Mavis Gallant, best known for her short stories in The New Yorker, died in her Paris home on Tuesday. She was 91. Her agent Georges Borchardt confirmed her passing, saying that she had succumbed to va...
Mavis Gallant: Fiction Writer Dies At 91
Written by Val Powell
  • Mavis Gallant, best known for her short stories in The New Yorker, died in her Paris home on Tuesday. She was 91. Her agent Georges Borchardt confirmed her passing, saying that she had succumbed to various ailments that had taken her in and out of hospitals for the past three years.

    Gallant was born Mavis Leslie Young in Montreal, Canada to a British father and an American mother. At the age of four, she was sent to boarding school. After her father died when she was ten, her mother married another man and left Canada, leaving the young Mavis with a guardian. However, she was not informed about her father’s death, and believed he would come for her. It would be several years until she knew the truth. In a 2012 interview, she confessed that in many of her stories, someone has vanished, “and it’s often the father.”

    Her first foray into writing was as a feature writer for Montreal’s The Standard. Her experience as a journalist gave her the opportunity to be keenly aware of how people behaved, and to look into the human condition. Her experience and observations would later provide her with the rich and insightful content characteristic of her stories.

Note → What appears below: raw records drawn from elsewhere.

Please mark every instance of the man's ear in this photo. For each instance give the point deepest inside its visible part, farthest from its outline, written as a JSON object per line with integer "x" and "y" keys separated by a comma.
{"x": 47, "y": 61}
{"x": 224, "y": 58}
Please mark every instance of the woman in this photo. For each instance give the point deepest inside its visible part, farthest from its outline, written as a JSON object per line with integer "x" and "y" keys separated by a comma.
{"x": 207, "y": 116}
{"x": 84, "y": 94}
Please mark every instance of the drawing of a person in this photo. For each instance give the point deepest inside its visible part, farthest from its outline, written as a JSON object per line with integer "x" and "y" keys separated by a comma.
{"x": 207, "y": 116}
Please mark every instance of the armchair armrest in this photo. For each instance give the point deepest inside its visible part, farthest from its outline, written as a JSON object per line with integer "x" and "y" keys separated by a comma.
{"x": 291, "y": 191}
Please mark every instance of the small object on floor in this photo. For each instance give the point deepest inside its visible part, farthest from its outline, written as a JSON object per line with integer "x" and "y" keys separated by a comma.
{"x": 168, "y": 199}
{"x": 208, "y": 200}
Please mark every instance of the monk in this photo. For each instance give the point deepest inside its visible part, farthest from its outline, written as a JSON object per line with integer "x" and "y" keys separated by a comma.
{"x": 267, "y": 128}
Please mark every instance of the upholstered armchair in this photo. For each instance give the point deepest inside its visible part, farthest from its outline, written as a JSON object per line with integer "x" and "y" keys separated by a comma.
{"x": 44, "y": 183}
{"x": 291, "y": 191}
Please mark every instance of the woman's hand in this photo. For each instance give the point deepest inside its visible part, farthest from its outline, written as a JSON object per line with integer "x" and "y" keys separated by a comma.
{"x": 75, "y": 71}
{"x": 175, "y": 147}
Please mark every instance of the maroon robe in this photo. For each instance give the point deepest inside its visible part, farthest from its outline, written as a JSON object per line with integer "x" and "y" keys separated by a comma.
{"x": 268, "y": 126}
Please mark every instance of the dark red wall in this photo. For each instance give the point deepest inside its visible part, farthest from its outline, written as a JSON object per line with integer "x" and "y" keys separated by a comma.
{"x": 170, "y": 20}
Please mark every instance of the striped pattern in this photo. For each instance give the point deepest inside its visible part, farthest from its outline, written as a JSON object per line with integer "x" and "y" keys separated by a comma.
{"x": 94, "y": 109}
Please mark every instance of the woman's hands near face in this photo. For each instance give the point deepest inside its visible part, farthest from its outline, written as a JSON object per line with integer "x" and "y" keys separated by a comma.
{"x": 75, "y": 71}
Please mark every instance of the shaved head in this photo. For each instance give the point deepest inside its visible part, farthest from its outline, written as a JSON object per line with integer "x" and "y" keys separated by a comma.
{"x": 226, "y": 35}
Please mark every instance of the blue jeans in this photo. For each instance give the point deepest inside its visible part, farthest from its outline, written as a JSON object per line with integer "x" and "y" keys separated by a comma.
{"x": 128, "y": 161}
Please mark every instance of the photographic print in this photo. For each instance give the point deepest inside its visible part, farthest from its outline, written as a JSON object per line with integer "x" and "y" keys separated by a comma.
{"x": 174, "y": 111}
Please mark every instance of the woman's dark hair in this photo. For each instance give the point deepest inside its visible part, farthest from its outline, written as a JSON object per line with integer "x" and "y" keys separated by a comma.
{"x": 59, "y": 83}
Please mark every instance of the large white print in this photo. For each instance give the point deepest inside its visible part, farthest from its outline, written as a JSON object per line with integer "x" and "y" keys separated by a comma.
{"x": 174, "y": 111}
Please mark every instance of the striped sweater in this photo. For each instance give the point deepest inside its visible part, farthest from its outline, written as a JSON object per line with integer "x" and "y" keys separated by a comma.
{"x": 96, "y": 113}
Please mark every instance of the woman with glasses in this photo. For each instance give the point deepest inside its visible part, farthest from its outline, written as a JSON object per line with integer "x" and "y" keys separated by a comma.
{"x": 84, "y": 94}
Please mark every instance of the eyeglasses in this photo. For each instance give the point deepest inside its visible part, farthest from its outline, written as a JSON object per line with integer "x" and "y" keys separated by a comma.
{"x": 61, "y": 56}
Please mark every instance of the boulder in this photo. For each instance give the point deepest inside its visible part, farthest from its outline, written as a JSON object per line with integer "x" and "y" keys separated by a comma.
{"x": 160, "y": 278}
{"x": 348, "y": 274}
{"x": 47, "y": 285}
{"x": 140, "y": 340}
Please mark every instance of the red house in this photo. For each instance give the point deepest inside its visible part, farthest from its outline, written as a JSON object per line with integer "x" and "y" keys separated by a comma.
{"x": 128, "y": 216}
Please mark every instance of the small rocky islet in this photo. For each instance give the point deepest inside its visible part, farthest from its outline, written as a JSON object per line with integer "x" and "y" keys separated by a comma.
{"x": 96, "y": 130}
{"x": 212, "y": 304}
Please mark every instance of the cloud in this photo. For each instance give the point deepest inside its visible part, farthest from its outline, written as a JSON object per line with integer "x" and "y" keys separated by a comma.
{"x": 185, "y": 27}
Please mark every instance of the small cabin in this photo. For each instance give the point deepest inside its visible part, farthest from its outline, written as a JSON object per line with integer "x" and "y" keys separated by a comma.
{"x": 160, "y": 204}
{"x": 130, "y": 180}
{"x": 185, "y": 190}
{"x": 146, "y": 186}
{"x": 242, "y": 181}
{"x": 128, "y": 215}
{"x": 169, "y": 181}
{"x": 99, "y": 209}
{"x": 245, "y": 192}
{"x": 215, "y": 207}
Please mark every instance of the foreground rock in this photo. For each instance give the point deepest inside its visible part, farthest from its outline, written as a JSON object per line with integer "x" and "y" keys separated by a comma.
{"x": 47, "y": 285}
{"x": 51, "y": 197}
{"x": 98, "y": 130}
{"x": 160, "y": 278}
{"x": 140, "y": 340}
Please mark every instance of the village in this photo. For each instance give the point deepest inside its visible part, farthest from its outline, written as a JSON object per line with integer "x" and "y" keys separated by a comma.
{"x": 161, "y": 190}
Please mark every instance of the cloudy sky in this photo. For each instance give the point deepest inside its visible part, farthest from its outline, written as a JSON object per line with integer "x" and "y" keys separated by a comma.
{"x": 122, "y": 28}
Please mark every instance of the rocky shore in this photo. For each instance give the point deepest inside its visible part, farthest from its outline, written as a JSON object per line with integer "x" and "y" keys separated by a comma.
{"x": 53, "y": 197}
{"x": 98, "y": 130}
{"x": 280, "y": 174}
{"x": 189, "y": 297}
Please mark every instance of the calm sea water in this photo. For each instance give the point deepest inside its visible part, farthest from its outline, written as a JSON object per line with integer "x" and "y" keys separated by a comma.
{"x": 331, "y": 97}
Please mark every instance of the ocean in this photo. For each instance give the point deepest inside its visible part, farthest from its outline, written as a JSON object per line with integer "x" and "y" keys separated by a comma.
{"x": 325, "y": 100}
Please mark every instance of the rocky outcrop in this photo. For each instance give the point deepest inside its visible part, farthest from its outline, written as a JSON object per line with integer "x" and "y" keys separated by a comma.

    When she left journalism in 1950, she tried her hand at writing fiction. The New Yorker accepted her story “Madeline’s Birthday.” It would be her first of many stories for the publication—114 in all. Interestingly, she did not know her story was accepted, and only found out when she was reading the magazine in a library and saw her name there. She then decided to make a living from her writing, moving from city to city, finally settling in Paris. Her stories resonated with issues of abandonment and displacement, with characters that did not fall in love but went on with their lives nonetheless.

    Aside from short fiction, Gallant also wrote novels and essays. Her marriage to musician John Gallant ended in divorce after five years, and she had no children.